『 お や ゆ び 姫 』



前回までのお話し  「おやゆび姫 1」  「おやゆび姫 2」




 女の子をたいそう気の毒に思った魚たちは、口々に、

『可愛そうだ』

『お嫁になんてさせちゃ駄目だ』

そう呟きながら。どんどん集まってきました。

そこで魚たちは、おやゆび姫が乗っている

葉っぱの周囲に集まって来ると、

その茎を皆で咬み切ったのです。

すると葉っぱに、おやゆび姫を乗せたまま、

川下へと、流れ始めました。

ゆっくりと、少しずつ。

葉っぱは徐々にドロの沼から、離れて行ったのです。

もうこれでヒキガエルは、追いかけては来ないでしょう。



 さておやゆび姫を乗せた葉っぱは、

色んな場所を通り過ぎました。

藪の近くを通った時、

『なんて可愛い女の子なんでしょう。
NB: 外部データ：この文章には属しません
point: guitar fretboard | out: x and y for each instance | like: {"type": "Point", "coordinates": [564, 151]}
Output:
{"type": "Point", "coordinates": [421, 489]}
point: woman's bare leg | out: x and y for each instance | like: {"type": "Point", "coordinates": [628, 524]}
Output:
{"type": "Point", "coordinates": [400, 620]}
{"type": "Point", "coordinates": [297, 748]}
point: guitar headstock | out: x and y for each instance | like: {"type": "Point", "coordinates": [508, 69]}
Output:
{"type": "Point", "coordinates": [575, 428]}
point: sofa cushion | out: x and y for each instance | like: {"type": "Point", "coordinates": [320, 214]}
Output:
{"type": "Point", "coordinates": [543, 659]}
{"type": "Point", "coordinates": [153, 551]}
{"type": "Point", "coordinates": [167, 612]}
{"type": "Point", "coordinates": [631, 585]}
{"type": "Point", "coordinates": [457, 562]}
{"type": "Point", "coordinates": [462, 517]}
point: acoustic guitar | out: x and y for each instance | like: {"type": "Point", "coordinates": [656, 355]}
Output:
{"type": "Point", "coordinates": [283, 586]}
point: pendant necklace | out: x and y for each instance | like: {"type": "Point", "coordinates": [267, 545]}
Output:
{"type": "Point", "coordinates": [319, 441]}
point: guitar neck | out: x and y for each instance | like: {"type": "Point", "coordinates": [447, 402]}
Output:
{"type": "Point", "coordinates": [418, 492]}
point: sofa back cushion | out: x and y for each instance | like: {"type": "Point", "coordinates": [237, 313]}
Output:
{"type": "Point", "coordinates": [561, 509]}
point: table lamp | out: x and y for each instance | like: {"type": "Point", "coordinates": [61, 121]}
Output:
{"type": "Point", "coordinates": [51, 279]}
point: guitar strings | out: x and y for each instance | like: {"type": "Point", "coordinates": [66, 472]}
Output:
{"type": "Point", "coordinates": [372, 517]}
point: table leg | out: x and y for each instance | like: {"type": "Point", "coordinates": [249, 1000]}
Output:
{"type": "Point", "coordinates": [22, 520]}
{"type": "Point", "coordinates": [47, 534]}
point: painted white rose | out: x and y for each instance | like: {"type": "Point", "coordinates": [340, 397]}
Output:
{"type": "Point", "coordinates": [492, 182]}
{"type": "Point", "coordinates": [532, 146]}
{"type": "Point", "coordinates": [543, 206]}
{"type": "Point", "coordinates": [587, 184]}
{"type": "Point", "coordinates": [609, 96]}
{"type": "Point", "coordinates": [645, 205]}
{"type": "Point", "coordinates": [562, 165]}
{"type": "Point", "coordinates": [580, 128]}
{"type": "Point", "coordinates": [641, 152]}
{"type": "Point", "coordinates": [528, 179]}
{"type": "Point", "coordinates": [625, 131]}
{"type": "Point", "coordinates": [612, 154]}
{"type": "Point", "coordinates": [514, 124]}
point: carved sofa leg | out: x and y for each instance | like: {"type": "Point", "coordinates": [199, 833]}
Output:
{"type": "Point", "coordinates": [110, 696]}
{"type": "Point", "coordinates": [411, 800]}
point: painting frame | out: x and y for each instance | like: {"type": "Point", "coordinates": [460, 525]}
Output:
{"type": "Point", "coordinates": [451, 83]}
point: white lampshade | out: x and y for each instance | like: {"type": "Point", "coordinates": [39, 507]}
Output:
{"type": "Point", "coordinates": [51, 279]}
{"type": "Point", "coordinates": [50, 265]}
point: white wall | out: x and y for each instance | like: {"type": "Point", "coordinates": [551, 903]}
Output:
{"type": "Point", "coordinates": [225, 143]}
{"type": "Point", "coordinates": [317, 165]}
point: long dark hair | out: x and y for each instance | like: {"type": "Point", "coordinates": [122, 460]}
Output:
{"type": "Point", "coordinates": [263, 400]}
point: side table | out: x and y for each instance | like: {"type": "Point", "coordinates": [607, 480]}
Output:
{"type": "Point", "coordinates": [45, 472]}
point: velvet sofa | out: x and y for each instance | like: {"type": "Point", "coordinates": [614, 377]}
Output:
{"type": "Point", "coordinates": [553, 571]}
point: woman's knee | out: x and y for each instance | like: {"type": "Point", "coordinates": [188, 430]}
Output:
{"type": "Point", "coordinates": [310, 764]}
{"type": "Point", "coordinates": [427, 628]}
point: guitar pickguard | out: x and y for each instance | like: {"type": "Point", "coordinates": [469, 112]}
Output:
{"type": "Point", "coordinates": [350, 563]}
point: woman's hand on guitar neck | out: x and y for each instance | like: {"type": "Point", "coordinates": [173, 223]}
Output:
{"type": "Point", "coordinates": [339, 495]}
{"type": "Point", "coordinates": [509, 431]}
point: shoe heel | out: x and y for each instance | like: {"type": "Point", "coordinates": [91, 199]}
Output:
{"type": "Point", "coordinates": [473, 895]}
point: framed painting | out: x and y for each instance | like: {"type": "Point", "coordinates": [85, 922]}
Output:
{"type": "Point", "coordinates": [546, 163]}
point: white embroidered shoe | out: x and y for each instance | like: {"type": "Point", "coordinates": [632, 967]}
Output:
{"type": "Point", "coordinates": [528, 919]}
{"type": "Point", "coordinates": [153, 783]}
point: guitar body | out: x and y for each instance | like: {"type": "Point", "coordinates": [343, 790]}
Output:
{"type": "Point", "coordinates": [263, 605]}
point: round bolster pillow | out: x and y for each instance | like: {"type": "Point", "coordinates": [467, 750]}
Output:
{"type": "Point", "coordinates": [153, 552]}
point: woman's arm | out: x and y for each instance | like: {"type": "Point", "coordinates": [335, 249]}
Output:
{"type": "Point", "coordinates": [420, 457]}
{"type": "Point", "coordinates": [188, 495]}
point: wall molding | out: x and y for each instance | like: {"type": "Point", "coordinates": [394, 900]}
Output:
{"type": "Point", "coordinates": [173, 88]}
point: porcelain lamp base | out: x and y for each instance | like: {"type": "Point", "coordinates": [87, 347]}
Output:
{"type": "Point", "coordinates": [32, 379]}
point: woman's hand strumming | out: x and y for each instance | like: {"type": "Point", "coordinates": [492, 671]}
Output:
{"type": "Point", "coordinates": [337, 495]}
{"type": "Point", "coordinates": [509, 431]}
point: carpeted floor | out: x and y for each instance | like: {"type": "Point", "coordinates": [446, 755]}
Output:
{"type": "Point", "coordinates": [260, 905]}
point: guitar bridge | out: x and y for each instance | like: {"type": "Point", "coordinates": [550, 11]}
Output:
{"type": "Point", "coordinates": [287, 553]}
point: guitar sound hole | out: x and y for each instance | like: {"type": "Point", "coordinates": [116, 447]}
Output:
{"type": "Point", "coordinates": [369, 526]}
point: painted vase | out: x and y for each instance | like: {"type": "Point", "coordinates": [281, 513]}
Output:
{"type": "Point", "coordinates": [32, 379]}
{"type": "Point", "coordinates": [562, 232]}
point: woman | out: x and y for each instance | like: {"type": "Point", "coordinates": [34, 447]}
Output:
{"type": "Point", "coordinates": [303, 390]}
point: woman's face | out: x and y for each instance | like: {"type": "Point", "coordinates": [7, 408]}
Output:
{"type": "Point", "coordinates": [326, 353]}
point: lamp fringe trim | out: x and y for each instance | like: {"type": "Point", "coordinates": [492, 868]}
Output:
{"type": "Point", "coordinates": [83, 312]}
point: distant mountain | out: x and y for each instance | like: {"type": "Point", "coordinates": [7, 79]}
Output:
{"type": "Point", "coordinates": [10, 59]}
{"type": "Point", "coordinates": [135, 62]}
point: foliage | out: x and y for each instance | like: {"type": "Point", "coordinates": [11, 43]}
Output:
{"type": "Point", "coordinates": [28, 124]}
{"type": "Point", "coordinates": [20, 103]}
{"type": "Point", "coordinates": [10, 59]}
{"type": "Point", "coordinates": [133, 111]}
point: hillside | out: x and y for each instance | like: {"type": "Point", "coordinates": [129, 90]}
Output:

』

おやゆび姫を見つけた小鳥たちは、そう言うと、

綺麗な声で歌い出しました。



 おやゆび姫を乗せた葉っぱは、なおも遠くに流れて、

とうとう見知らぬ国までやって来てしまいました。



 綺麗な真っ白な蝶々が一羽、

いつからか、ずっとおやゆび姫の周りを

ヒラヒラと舞いながらついてきたのです。

そしてとうとう、葉っぱの上にとまりました。

蝶々は、おやゆび姫に恋をしてしまったからです。

おやゆび姫は、綺麗な蝶々を見て笑顔になりました。

もうここには醜いヒキガエルはいません。

それに通り過ぎるところは景色が美しいし、

お日様が輝き、水もキラキラ光っていました。

おやゆび姫は、リボンの帯をほどき、

一方を蝶々に、もう一方を葉っぱに結びました。

すると蝶々は羽ばたき、葉っぱを引きはじめたのです。

葉っぱは、さっきよりもずっと早く、動きました。

おやゆび姫は、嬉しくなって

蝶々に話しかけながら、葉っぱの前の方で立っていました。



 その時です。

一匹の大きなコガネムシが飛んできて、

おやゆび姫を見つけると、前脚で姫を持ち上げ、

あっという間に、連れ去ってしまったのです。



 葉っぱは、そのままどこまでも流れて行ったのです。



 コガネムシに攫われて、森の中へ連れて来られた

可愛そうな、おやゆび姫。

連れ去られた時の、姫のおどろきようは、

一体、どれほどの物だったでしょう。

 しかし姫が、一番可哀そうに思ったのは、

自分のリボンの帯で葉っぱに結び付けてしまった、

あの真っ白な美しい蝶々の事だったのです。

もしも結び目をほどく事が出来なかったら、

蝶々は飢え死にするしかないのですから・・・。

しかしコガネムシは、そんなことはお構いなしに、

森の中で、一番大きな木の、

その中でも、一番大きな葉っぱの上にとまると、

そこにおやゆび姫を乗せたのです。

そして自分は、またどこかに飛んでいったのです。



 少したって、コガネムシが戻って来ると、

前脚には、花から採って来た蜜がついていました。

それを可愛いおやゆび姫に食べさせたのです。

蜜を食べるおやゆび姫を見たコガネムシは、

『この子は、コガネムシなのかな?

 ちっともコガネムシには似てないけど、

 でも、とっても愛らしいなぁ。』

と言ったのでした。



 やがてこの木に住んでいるコガネムシたちが

ゾロゾロと集まってきました。



~本日は、これにて・・・。~




ここまで読んでくださって、誠にありがとでしたぁ。

つづくですっ。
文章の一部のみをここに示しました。